I have always loved the simplicity of math. From the basic additive properties to the elegant proofs of geometry, mathematics was a constant in my life of uncertainty. My junior year calculus class was a joy, and I was delighted by the effortlessness is took me to understand the different derivatives and integrals we studied. It was because of this class that I decided to take multivariable calculus, a daunting subject that I would have been too scared to touch if it hadn’t been for the encouragement of my calculus teacher. While I thought making the decision to take the class was hard, little did I know the true obstacles that lay before me.
Walking into class on my first day of multivariable was frightening in itself, as the small class was made up of what I could only classify as geniuses: the smartest kids in school who never studied a day in their life, but simply understood everything. I was not one of those kids. Sitting down at a desk, I soon realized I was in over my head. As the first few weeks progressed, I remained terrified both of my classmates and the material we studied. There I was in three dimensions, climbing gradients and integrating surfaces, no salvation in sight. However, it was when I was struggling to grasp onto a structure that I realized: I were no longer in the realm of the AABBA limericks and three line haikus, but instead the daunting world of free verse, a land without rules. In my paideia moment, I realized mathematics is poetry in its purest form, a culmination of numbers coming together to create an extraordinary equation.

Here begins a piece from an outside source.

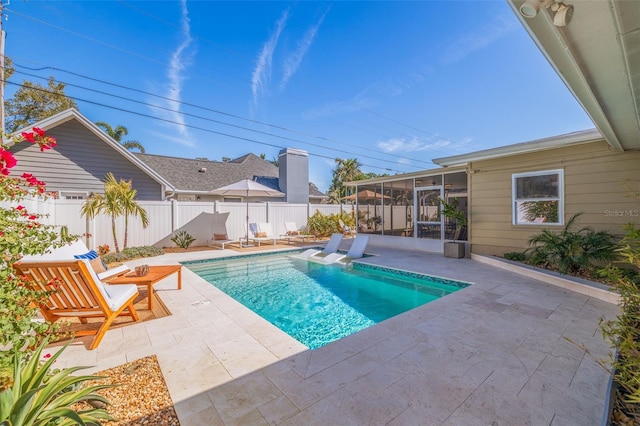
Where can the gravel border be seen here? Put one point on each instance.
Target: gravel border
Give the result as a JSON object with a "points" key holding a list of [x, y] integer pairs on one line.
{"points": [[141, 397]]}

It is through this paideia moment that I was able to redirect my mind, and approach this class with a whole new mentality. I let go of the rigid boundaries I had set for the world of mathematics, and opened it up to the endless possibilities found in poetry. I was able to look at equations and take the creative approach that my teacher had been trying so desperately to instill in me, and within a few weeks everything began clicking together. Suddenly, the three dimensional integrals I struggled with weren’t an incoherent set of numbers, but a line of poetry that I simply needed to decipher in order to solve. With this realization, my entire attitude towards the class and the subject changed, and I found myself once again, completely in love with mathematics.